En la mejor tradición leninista y podemita, la dirección del PSOE quiere ahora someter el pacto de Gobierno que están dispuestos a firmar al coste que sea a un referéndum entre sus militantes que, por supuesto, aprobarán de forma entusiástica cualquier decisión que tome Sánchez: no se puede esperar otra cosa de esa cosa a mitad camino entre el fundamentalismo religioso y el más obsceno interés económico personal que es hoy en día militar en un partido político español.
Es una decisión tan previsible como lamentable: Sánchez trata así de acallar las críticas internas, laminar a la disidencia y blanquear un acuerdo tan nocivo para la democracia y la nación que ya ha sido criticado hasta por Felipe González y Alfonso Guerra, sectarios como pocos y, aunque la mayor parte de la derecha se empeñe en olvidarlo, los que iniciaron la división social y el retorno a los esquemas ideológicos de la Guerra Civil que han hecho imposible el acuerdo entre socialistas y populares que ellos mismos reclaman ahora en vano.
Es la misma táctica que Pablo Iglesias usó en alguna ocasión en Podemos, singularmente para que sus militantes avalaran la compra del chaletazo de Galapagar.
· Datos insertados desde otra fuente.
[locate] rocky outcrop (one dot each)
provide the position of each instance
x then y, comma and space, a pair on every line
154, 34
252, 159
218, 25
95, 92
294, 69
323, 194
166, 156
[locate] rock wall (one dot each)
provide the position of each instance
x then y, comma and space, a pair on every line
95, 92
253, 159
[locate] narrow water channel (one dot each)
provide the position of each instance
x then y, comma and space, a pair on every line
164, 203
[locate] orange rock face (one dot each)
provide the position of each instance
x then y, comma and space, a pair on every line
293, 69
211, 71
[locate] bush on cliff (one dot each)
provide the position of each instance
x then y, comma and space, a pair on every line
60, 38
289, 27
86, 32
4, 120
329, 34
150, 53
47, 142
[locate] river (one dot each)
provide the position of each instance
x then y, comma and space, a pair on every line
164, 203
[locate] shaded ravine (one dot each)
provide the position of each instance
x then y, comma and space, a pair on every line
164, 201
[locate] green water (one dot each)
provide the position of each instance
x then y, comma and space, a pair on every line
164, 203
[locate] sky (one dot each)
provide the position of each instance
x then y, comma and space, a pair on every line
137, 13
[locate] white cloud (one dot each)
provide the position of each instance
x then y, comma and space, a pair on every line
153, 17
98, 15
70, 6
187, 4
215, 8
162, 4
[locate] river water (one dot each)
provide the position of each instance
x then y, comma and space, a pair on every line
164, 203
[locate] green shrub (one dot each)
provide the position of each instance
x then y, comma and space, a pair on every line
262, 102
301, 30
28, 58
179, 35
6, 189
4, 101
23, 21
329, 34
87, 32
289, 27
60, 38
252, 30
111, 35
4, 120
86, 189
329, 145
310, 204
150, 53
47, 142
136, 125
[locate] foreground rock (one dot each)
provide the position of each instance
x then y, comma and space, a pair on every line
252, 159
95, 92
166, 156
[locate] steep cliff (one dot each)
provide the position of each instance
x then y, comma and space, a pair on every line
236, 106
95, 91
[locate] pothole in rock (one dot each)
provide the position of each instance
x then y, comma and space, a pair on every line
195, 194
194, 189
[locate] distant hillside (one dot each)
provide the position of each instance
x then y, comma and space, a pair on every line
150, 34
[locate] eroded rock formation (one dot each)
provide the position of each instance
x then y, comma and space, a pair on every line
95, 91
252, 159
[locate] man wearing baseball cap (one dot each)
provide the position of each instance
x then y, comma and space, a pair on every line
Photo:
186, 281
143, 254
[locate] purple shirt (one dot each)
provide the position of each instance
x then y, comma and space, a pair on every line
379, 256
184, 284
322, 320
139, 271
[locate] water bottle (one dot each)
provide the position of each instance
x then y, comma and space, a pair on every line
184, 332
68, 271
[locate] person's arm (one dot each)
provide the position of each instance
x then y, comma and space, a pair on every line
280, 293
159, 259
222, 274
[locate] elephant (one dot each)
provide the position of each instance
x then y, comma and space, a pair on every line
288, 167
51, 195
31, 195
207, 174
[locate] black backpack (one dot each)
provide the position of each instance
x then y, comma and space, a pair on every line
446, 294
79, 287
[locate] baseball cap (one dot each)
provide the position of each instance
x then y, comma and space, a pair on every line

El resultado a muy corto plazo puede ser contundente: cerca del 70% de los inscritos en el partido morado avalaron que el líder que había prometido no salir de Vallecas se marchase a Galapagar y aquí ocurrirá algo parecido, probablemente con un porcentaje a favor aún más rotundo.
Sin embargo, a medio y largo plazo esa consulta trampa no servirá de mucho al presidente del Gobierno. No va a hacer callar a González y Guerra ni va a eximirle a él de la enorme responsabilidad histórica que su infinita ansia de poder le está haciendo contraer.
Porque por mucho que de forma cobarde pregunte a sus militantes para esconderse detrás de una votación amañada el que está poniendo España en almoneda es Pedro Sánchez; el que está decidido a arrasar el sistema democrático es el presidente en funciones; el que está dispuesto a entregar la Nación con tal de seguir en el poder es el secretario general del PSOE y no un militante que o está completamente fanatizado o come y vive –y muy bien– del partido o, en el peor de los casos, las dos cosas.
Lo más importante, no obstante, no es que la maniobra de Sánchez sea o no infame y cobarde, lo esencial de esta cuestión es que los socialistas con carnet no son quién para decidir el futuro de España. Si Pedro Sánchez quiere consultar a alguien sobre decisiones y medidas que no sólo no estaban en su programa electoral sino que negaba hace sólo unos meses que renuncie a ser investido presidente y vaya a unas elecciones el 14 de enero con un programa electoral que incluya esa voladura constitucional que está dispuesto a llevar a cabo y que, por mucho que se empeñen, los militantes del PSOE no pueden convertir ni en legítimo ni en legal por el arte de birlibirloque de una consulta trucada.